Through socialized healthcare, Obama will stab you "pro-choice" people in the back on the abortion issue -- again!
(By the way -- why should we be "pro-choice" when deciding whether a child is born, but
not "pro-choice" when deciding what doctor we want to go to?)
It is not medical care that is immediately at stake here. First to go will be your freedom, as they start dictating what doctor you go to, and what lifestyles are unacceptable for those who receive mandatory government medical care.
Next the quality of medical care will go, as medical staff have their salaries cut by the government which employs them, to keep costs down, and as the government decides what treatments you can receive, and what treatments are too costly.
As all this happens, the yearly deficit will skyrocket, and the federal debt will skyrocket (even more so than now) as much of the economy which currently
pays taxes will instead be supported
by taxes: fewer tax dollars in, and greater expenditures out. This program will be an enormous burden on our society, far greater than any war we've ever fought, far greater than the current welfare state... but wait, there's more!

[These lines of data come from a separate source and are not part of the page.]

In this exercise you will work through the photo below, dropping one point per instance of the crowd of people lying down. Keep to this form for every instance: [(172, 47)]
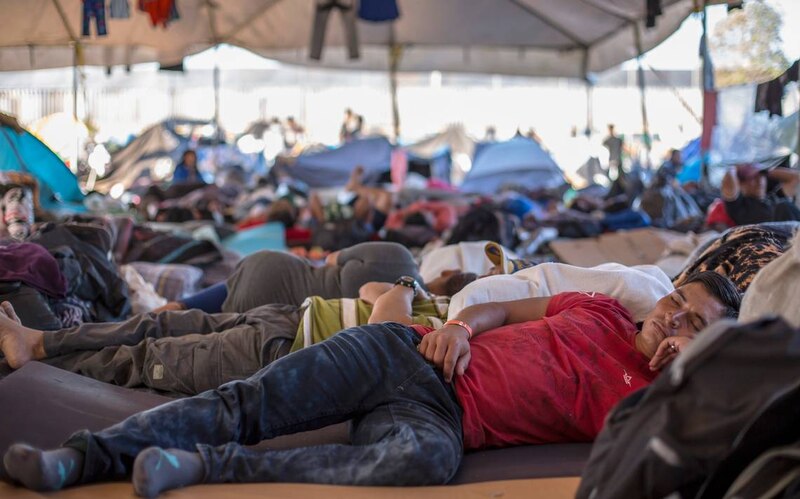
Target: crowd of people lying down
[(530, 351), (284, 346)]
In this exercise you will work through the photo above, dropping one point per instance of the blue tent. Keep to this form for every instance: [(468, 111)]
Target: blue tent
[(692, 162), (519, 161), (22, 152), (332, 167)]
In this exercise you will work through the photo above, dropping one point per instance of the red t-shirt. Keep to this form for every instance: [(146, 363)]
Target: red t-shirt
[(552, 380)]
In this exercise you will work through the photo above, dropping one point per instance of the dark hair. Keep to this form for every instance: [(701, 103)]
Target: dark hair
[(458, 281), (722, 289)]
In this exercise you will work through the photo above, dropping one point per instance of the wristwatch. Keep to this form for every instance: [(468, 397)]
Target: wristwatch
[(408, 282)]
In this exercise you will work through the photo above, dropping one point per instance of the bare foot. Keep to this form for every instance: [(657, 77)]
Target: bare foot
[(18, 343), (172, 305), (355, 179)]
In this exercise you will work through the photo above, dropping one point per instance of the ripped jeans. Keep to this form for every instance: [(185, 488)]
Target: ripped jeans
[(406, 421)]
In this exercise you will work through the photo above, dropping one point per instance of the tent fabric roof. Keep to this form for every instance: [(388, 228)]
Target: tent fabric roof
[(568, 38), (519, 161)]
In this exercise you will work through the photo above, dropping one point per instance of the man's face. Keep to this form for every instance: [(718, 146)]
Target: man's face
[(684, 312)]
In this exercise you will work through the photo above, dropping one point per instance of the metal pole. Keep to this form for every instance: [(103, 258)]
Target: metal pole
[(704, 77), (216, 86), (395, 53), (589, 109), (73, 164), (640, 77)]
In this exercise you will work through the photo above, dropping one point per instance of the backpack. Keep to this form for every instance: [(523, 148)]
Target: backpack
[(704, 419)]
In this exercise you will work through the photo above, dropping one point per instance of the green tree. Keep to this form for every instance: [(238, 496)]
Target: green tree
[(746, 45)]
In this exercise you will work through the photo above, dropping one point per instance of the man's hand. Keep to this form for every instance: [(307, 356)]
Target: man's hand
[(667, 351), (448, 349)]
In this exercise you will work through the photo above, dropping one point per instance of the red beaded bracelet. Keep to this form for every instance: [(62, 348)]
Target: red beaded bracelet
[(456, 322)]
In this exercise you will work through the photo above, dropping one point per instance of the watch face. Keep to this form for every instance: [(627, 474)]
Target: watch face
[(407, 281)]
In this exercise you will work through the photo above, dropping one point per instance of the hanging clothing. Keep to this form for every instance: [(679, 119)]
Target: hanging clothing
[(158, 10), (96, 9), (119, 9), (378, 10)]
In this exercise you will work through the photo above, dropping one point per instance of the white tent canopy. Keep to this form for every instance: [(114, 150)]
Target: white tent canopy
[(566, 38)]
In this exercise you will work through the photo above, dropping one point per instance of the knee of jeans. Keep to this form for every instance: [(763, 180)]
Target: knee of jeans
[(429, 458)]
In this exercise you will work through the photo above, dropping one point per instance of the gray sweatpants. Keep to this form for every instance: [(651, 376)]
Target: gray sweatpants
[(184, 352)]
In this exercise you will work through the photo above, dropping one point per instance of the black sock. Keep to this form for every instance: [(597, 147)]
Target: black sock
[(156, 470), (43, 470)]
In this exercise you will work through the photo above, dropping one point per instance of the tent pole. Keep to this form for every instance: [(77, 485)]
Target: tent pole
[(640, 80), (73, 164), (589, 80), (589, 110), (395, 54), (216, 85)]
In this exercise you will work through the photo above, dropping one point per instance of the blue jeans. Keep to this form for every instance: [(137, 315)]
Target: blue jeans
[(406, 421)]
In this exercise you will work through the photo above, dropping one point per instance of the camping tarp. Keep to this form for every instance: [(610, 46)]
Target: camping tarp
[(25, 153), (519, 161), (332, 167), (154, 144)]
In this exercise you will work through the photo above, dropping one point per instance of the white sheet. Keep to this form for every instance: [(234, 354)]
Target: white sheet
[(468, 256), (637, 288)]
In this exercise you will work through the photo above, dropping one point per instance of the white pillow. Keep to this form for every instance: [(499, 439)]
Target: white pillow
[(637, 288), (467, 256)]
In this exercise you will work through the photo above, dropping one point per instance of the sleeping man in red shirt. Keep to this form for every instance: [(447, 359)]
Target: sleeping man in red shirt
[(529, 371)]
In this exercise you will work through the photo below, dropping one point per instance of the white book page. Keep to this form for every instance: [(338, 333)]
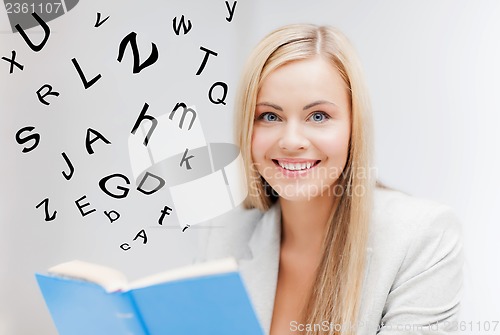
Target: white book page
[(113, 280), (225, 265), (110, 279)]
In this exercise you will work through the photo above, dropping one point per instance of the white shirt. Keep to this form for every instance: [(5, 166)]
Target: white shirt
[(413, 272)]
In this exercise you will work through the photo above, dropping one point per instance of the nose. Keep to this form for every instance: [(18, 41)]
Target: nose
[(293, 137)]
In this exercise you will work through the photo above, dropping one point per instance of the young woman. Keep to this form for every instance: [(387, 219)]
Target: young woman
[(323, 250)]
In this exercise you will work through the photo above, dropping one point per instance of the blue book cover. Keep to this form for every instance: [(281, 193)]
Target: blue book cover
[(194, 300)]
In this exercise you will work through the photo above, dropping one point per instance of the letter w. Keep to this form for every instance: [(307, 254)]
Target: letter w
[(177, 27), (132, 39)]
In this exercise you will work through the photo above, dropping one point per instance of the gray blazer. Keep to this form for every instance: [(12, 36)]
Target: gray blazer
[(413, 274)]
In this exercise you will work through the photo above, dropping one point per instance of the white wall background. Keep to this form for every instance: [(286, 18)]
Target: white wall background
[(433, 73)]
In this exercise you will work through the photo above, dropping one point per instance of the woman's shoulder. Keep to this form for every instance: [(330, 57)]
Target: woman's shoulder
[(411, 228), (398, 211), (416, 259)]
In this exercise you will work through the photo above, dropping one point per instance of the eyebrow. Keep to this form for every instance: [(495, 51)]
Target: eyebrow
[(312, 104), (319, 102)]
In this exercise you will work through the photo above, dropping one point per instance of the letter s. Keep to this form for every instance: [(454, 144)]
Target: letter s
[(21, 140)]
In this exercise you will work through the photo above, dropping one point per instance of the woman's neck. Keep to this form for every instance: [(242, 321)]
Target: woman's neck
[(304, 223)]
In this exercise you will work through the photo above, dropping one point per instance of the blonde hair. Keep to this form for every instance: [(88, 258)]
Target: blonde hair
[(336, 293)]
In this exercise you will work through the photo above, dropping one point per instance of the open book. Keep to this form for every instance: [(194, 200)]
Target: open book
[(206, 298)]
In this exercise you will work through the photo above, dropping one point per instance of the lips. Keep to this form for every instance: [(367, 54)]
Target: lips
[(296, 165)]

These skyrocketing costs will lead us to Step Three, when government experts decide who should receive healthcare, and who should just be euthanized -- ah, excuse me, "allowed to commit assisted suicide".
The first victims of the Holocaust were the incurably insane, people suffering from dementias, and so on; they were never going to get better, and they were deemed a "burden on society": why should resources be devoted to them, which could be used to feed healthy Nazi supermen?
And that is what Obamacare will really lead us to: deciding who is a "burden on society", and getting rid of those people. And they have already set the stage for the elderly to line up among the first victims.
America's Holocaust has begun this week -- and it began on our watch.
And that history will be the burden on American society.